If I have a CSV with (simple case) the header and one row of data, where some of the values are not there (null) like this:
name,surname,age
John,,32
and the relative catalog is like this:
MyDataTable:
Type: AWS::Glue::Table
DependsOn: CatalogDatabaseName
Properties:
CatalogId: !Ref AWS::AccountId
DatabaseName: my_db
TableInput:
Name: my_data
TableType: EXTERNAL_TABLE
Parameters: {
"skip.header.line.count": "1",
"compressionType": "none",
"classification": "csv",
"columnsOrdered": "true",
"areColumnsQuoted": "true",
"delimiter": ",",
"typeOfData": "file",
"header": "true",
"inferSchema": false,
"quote": "\"",
"escape": "\""
}
StorageDescriptor:
OutputFormat: org.apache.hadoop.hive.ql.io.HiveIgnoreKeyTextOutputFormat
Columns:
- Name: name
Type: string
- Name: surname
Type: string
- Name: age
Type: int
InputFormat: org.apache.hadoop.mapred.TextInputFormat
Location: s3://somewhere/
SerdeInfo:
SerializationLibrary: org.apache.hadoop.hive.serde2.OpenCSVSerde
if I try to read the data through the catalog in this way (via Spark):
glueContext.getCatalogSource(
database = "my_db",
tableName = "my_data")
.getDynamicFrame()
.printSchema()
I can see that the column surname
is gone because there is no data for that specific column:
root
|-- name: string
|-- age: int
How can I avoid that Glue/AWS drops that column and generally any empty column?
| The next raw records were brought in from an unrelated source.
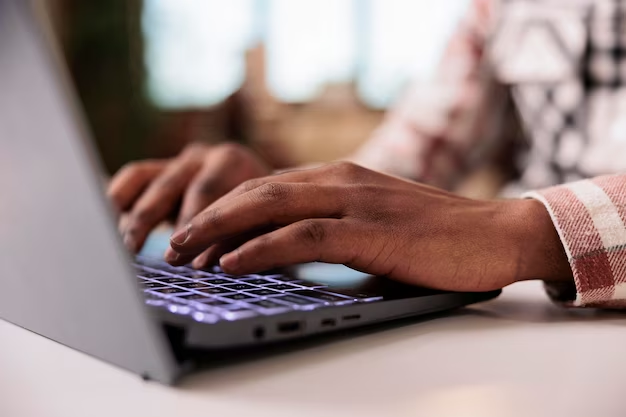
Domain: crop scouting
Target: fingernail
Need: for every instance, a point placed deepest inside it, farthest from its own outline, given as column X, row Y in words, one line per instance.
column 228, row 261
column 171, row 255
column 198, row 264
column 181, row 235
column 130, row 242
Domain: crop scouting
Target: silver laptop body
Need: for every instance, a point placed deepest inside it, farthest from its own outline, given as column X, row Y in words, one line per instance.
column 64, row 273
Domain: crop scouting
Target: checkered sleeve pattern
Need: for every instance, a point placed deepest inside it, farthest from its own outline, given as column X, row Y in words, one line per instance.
column 590, row 217
column 430, row 134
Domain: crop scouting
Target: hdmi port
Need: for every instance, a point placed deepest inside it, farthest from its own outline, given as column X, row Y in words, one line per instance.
column 289, row 327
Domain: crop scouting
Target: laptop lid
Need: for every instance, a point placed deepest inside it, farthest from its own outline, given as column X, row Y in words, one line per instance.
column 63, row 272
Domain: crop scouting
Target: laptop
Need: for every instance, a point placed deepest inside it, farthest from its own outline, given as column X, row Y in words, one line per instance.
column 65, row 275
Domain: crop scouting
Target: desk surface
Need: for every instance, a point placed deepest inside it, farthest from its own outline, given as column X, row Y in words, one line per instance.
column 516, row 356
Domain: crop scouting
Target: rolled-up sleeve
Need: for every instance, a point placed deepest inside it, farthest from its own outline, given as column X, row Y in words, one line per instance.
column 590, row 217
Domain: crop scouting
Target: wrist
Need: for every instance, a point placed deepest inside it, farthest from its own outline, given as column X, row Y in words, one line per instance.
column 539, row 249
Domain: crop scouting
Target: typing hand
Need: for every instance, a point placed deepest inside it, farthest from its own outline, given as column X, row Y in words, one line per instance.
column 382, row 225
column 147, row 192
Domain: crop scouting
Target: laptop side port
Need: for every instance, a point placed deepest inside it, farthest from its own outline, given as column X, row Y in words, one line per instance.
column 289, row 327
column 328, row 322
column 259, row 333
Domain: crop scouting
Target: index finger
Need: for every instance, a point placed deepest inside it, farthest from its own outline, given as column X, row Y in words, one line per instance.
column 272, row 204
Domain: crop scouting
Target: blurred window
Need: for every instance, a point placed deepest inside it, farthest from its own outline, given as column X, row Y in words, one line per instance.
column 195, row 48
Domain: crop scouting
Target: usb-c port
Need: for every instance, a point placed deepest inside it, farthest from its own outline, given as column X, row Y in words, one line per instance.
column 328, row 322
column 289, row 327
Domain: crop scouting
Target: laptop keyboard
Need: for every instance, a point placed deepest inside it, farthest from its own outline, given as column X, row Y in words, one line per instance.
column 211, row 295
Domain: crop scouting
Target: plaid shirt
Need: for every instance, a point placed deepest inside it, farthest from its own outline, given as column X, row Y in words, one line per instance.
column 548, row 76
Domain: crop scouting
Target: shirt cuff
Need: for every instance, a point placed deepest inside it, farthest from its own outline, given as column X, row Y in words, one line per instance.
column 589, row 218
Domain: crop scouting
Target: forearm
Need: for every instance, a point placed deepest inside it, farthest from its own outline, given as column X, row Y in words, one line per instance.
column 541, row 253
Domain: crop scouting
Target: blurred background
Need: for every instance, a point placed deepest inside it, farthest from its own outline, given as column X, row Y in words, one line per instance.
column 298, row 80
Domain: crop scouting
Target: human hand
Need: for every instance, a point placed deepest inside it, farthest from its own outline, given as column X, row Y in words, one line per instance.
column 382, row 225
column 147, row 192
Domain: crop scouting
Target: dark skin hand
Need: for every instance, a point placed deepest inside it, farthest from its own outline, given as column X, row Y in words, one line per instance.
column 382, row 225
column 149, row 192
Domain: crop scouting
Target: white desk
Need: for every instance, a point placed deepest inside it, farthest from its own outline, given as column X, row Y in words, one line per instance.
column 515, row 356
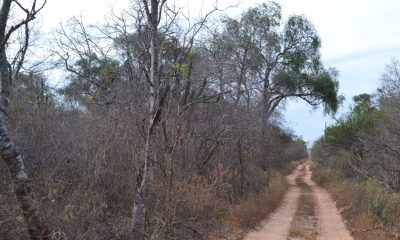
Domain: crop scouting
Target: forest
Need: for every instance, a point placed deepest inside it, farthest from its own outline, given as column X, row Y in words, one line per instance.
column 171, row 127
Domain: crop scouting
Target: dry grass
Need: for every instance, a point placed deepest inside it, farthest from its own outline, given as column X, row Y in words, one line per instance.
column 304, row 223
column 371, row 211
column 298, row 232
column 249, row 214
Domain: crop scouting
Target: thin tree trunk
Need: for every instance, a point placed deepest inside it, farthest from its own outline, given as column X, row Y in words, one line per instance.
column 145, row 178
column 8, row 150
column 13, row 160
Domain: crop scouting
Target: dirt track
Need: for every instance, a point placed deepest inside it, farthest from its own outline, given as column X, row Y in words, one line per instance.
column 289, row 222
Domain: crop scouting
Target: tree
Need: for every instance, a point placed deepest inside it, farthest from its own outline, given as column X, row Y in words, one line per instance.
column 283, row 57
column 8, row 150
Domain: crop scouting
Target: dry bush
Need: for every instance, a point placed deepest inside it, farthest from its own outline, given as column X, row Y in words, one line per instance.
column 249, row 213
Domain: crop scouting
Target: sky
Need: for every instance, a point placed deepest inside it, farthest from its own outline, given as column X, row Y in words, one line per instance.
column 358, row 38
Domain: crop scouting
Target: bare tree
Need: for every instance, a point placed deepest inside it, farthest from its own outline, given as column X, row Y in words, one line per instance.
column 8, row 151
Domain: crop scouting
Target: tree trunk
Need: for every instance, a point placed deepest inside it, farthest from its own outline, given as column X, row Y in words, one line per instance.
column 8, row 150
column 145, row 177
column 13, row 159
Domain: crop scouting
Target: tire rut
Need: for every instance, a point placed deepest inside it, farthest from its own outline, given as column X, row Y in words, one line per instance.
column 307, row 212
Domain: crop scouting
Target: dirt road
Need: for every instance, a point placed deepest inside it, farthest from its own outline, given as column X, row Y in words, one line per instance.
column 307, row 212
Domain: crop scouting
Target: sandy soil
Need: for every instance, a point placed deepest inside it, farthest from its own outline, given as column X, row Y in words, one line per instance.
column 330, row 225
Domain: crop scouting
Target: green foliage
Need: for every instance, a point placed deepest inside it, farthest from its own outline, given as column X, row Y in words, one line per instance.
column 285, row 55
column 91, row 79
column 362, row 118
column 32, row 88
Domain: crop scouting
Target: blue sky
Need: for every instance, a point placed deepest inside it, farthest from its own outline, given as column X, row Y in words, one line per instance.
column 358, row 38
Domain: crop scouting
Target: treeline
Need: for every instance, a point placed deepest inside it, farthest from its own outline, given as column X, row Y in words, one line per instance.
column 164, row 128
column 358, row 158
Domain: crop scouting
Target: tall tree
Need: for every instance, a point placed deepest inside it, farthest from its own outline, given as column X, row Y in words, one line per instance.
column 8, row 151
column 281, row 56
column 156, row 100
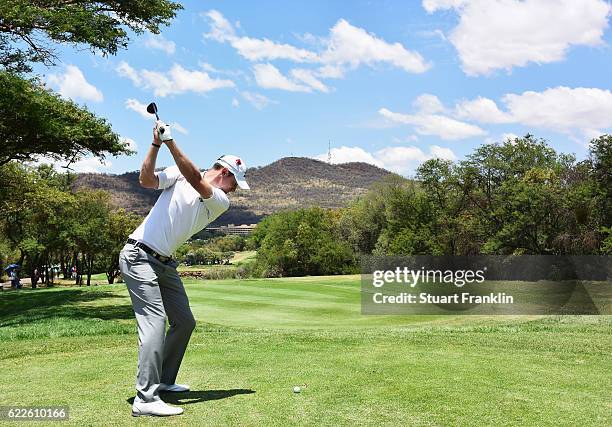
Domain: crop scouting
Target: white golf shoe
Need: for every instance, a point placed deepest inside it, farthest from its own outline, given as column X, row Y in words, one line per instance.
column 173, row 387
column 158, row 408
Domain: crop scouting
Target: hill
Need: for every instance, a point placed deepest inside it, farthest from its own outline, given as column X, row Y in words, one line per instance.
column 288, row 183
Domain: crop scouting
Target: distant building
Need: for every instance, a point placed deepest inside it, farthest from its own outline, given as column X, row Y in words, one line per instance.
column 240, row 230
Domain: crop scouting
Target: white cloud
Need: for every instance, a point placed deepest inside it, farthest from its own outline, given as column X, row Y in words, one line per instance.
column 346, row 46
column 256, row 100
column 221, row 29
column 264, row 49
column 561, row 109
column 502, row 34
column 350, row 45
column 177, row 80
column 125, row 70
column 403, row 160
column 177, row 127
column 269, row 77
column 482, row 110
column 139, row 107
column 72, row 84
column 428, row 103
column 131, row 144
column 434, row 124
column 251, row 48
column 158, row 42
column 308, row 77
column 509, row 136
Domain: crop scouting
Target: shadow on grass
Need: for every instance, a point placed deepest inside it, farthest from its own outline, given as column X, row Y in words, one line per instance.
column 34, row 305
column 198, row 396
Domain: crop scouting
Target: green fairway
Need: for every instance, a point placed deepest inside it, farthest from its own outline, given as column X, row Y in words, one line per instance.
column 257, row 339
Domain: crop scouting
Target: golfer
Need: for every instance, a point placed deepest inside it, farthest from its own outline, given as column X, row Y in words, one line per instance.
column 189, row 201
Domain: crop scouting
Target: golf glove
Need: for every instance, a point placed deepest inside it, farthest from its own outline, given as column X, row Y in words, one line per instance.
column 163, row 131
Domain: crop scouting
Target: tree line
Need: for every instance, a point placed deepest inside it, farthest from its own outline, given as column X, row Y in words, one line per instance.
column 45, row 227
column 515, row 197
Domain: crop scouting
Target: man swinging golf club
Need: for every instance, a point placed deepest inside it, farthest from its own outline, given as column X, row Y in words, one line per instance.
column 190, row 200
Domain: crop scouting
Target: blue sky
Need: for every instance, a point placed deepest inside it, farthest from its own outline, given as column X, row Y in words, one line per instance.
column 392, row 83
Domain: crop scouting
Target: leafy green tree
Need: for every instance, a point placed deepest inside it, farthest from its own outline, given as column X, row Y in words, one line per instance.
column 363, row 221
column 34, row 121
column 88, row 230
column 29, row 29
column 302, row 242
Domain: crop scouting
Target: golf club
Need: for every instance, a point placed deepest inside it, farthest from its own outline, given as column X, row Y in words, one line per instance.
column 152, row 109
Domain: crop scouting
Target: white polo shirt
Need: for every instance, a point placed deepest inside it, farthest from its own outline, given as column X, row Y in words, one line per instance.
column 179, row 213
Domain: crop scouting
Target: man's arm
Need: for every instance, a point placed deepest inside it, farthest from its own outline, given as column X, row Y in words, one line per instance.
column 189, row 170
column 147, row 177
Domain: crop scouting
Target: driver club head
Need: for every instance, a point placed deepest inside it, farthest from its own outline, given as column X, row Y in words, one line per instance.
column 152, row 109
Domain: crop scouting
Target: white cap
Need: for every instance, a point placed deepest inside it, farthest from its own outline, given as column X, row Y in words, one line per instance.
column 237, row 167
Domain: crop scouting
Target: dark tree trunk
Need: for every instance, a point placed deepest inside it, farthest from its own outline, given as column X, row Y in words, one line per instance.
column 89, row 261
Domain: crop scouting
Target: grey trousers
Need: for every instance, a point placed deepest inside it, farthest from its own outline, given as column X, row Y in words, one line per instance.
column 156, row 290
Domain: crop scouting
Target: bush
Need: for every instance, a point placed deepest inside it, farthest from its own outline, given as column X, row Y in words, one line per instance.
column 302, row 242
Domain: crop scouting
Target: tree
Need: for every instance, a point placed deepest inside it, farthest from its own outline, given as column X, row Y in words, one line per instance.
column 302, row 242
column 88, row 230
column 34, row 121
column 29, row 28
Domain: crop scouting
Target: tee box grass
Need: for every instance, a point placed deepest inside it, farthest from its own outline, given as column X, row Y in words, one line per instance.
column 257, row 339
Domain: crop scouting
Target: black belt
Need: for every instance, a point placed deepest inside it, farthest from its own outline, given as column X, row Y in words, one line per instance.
column 159, row 257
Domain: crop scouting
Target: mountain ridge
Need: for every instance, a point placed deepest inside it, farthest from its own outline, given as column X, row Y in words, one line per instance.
column 287, row 183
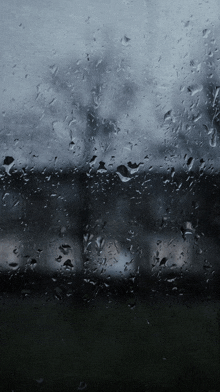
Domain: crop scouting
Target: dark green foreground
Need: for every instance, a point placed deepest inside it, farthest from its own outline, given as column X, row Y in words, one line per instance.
column 157, row 345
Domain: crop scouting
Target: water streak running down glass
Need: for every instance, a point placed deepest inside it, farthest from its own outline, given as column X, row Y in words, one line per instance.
column 109, row 191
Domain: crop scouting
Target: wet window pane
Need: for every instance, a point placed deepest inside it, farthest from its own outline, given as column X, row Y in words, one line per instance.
column 109, row 195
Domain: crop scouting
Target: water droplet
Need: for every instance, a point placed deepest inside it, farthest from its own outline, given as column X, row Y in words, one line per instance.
column 167, row 115
column 134, row 167
column 101, row 168
column 123, row 173
column 186, row 229
column 8, row 163
column 93, row 161
column 125, row 40
column 212, row 141
column 68, row 263
column 65, row 249
column 189, row 162
column 205, row 33
column 216, row 94
column 100, row 241
column 71, row 145
column 194, row 89
column 13, row 265
column 53, row 69
column 163, row 261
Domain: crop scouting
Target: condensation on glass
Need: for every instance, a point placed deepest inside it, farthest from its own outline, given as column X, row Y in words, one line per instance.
column 110, row 142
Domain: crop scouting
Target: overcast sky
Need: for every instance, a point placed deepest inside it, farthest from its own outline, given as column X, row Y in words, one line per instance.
column 156, row 37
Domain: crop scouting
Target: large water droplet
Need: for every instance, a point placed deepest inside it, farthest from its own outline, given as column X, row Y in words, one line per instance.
column 123, row 173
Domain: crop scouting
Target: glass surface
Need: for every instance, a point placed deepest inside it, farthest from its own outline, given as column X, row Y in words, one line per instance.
column 109, row 195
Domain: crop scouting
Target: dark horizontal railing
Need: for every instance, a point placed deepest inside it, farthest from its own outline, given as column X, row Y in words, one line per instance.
column 156, row 227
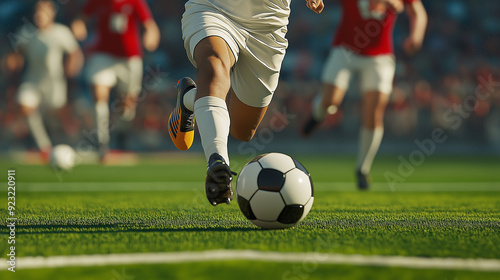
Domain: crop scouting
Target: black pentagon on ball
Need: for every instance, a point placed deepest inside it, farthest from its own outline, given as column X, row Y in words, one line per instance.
column 255, row 159
column 270, row 180
column 301, row 167
column 291, row 214
column 245, row 208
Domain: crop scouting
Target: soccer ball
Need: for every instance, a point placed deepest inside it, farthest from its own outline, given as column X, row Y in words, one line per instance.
column 63, row 157
column 274, row 191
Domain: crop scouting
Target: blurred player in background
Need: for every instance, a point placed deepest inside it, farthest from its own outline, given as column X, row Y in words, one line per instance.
column 44, row 86
column 238, row 47
column 116, row 57
column 363, row 45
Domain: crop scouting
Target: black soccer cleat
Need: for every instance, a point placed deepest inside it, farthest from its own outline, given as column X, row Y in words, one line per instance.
column 363, row 180
column 219, row 181
column 310, row 127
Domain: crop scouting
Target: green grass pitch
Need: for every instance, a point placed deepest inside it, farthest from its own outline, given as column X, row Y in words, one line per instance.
column 446, row 207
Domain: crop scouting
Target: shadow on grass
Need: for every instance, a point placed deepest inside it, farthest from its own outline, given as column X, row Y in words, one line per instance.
column 168, row 226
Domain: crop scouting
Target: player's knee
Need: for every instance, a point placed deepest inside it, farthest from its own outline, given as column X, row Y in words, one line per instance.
column 242, row 135
column 214, row 67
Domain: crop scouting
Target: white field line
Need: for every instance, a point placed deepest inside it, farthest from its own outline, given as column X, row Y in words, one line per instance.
column 188, row 186
column 249, row 255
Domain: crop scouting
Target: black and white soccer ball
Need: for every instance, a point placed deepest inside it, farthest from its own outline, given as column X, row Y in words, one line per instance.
column 274, row 191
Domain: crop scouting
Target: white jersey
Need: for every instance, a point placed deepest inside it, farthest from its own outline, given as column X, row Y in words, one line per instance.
column 45, row 50
column 252, row 13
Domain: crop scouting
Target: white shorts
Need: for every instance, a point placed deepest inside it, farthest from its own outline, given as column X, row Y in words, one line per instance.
column 107, row 70
column 49, row 93
column 376, row 72
column 258, row 54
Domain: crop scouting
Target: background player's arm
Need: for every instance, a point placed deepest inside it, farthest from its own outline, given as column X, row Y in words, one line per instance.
column 316, row 6
column 151, row 37
column 74, row 63
column 79, row 28
column 418, row 23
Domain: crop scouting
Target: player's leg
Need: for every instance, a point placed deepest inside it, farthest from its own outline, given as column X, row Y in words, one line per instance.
column 376, row 84
column 101, row 75
column 30, row 98
column 101, row 97
column 336, row 75
column 245, row 119
column 129, row 83
column 214, row 60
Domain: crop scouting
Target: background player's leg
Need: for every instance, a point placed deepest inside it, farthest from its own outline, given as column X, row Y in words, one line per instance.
column 214, row 60
column 38, row 130
column 101, row 94
column 372, row 130
column 244, row 119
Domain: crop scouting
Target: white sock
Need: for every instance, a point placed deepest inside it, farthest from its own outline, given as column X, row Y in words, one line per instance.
column 38, row 130
column 102, row 118
column 213, row 124
column 318, row 112
column 369, row 142
column 189, row 98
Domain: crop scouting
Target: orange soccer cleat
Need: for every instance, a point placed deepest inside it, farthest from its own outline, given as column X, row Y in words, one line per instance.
column 181, row 121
We observed the same behaviour on our side. For the record—not all values should be empty in a column for the bug to appear—it is enough to have empty values in one partition.
This is not exactly a solution—rather a fix: I solved it by using Glue 1.0—not Glue 2.0.
The difference in Glue versions was the only difference between our Test and Prod environments and I could not grasp why the job was failing on prod, but running on test for a loooong time.